US senators introduce bill to tackle IoT device security

A bipartisan group of US senators have introduced legislation to address cyber vulnerabilities in the burgeoning IoT device market.

The Internet of Things Cybersecurity Improvement Act of 2017, as it is known, is sponsored by Republican senators Cory Gardner and Steve Daines, and senators Mark Warner and Ron Wyden from the Democratic Party.

As co-chairs of the Senate Cybersecurity Caucus, Warner and Gardner have an understanding of the sector, but the senators were assisted in their draft by input from those familiar with the technology at the Atlantic Council and the Berklett Cybersecurity Project of the Berkman Klein Center for Internet & Society at Harvard University.

The Act aims to “provide minimal cybersecurity operational standards for Internet-connected devices purchased by Federal agencies, and for other purposes,” the bill reads. It would require any company providing IoT devices to the US government to “provide written certification” at the point of proposal that the device does not contain any security vulnerabilities or defects.
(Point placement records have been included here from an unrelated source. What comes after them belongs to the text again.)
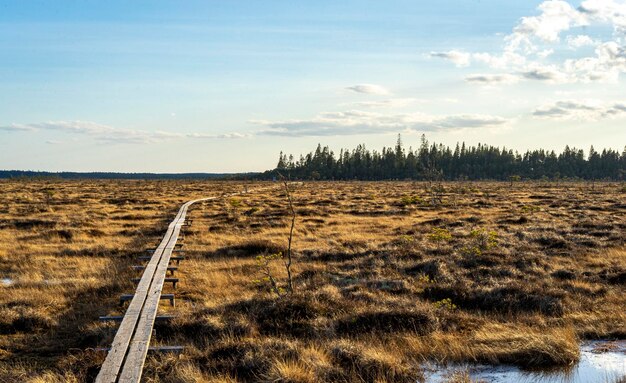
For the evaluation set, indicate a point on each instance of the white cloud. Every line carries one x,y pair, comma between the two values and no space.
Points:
388,103
16,128
556,17
460,59
579,41
368,89
108,134
588,110
360,122
540,72
529,48
492,79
It also asserts that IoT devices must have the ability to be patched and that they must not have hardcoded passwords that can’t be changed. Any government department that does purchase a connected device must keep a comprehensive inventory of all devices on their network.

Senators see “enormous” IoT security challenges

Referencing recent Distributed Denial of Service (DDoS) attacks that have affected IoT devices in the last year, such as the WannaCry malware attack that took down the NHS in the UK and the DDoS attack on the Dyn domain name server that blocked user access to popular sites like Twitter, a joint statement said that insecurity of IoT devices presents enormous challenges.

“Sometimes shipped with factory-set, hardcoded passwords and oftentimes unable to be updated or patched, IoT devices can represent a weak point in a network’s security, leaving the rest of the network vulnerable to attack,” the statement reads.

“While I’m tremendously excited about the innovation and productivity that Internet-of-Things devices will unleash, I have long been concerned that too many Internet-connected devices are being sold without appropriate safeguards and protections in place,” said Sen. Warner.

“This legislation would establish thorough, yet flexible, guidelines for Federal Government procurements of connected devices. My hope is that this legislation will remedy the obvious market failure that has occurred and encourage device manufacturers to compete on the security of their products.”

Details of the bill

Specifically, the senators say the Internet of Things (IoT) Cybersecurity Improvement Act of 2017 would:

Require vendors of Internet-connected devices purchased by the federal government ensure their devices are patchable, rely on industry standard protocols, do not use hard-coded passwords, and do not contain any known security vulnerabilities.
Direct the Office of Management and Budget (OMB) to develop alternative network-level security requirements for devices with limited data processing and software functionality.
Direct the Department of Homeland Security’s National Protection and Programs Directorate to issue guidelines regarding cybersecurity coordinated vulnerability disclosure policies to be required by contractors providing connected devices to the U.S. Government.
Exempt cybersecurity researchers engaging in good-faith research from liability under the Computer Fraud and Abuse Act and the Digital Millennium Copyright Act when in engaged in research pursuant to adopted coordinated vulnerability disclosure guidelines.
Require each executive agency to inventory all Internet-connected devices in use by the agency.

Thus far, the bill has been endorsed by Atlantic Council, the Berklett Cybersecurity Project at Harvard University’s Berkman Klein Center for Internet & Society, the Center for Democracy and Technology, Mozilla, Cloudflare, Neustar, the Niskanen Center, Symantec, TechFreedom, and VMware.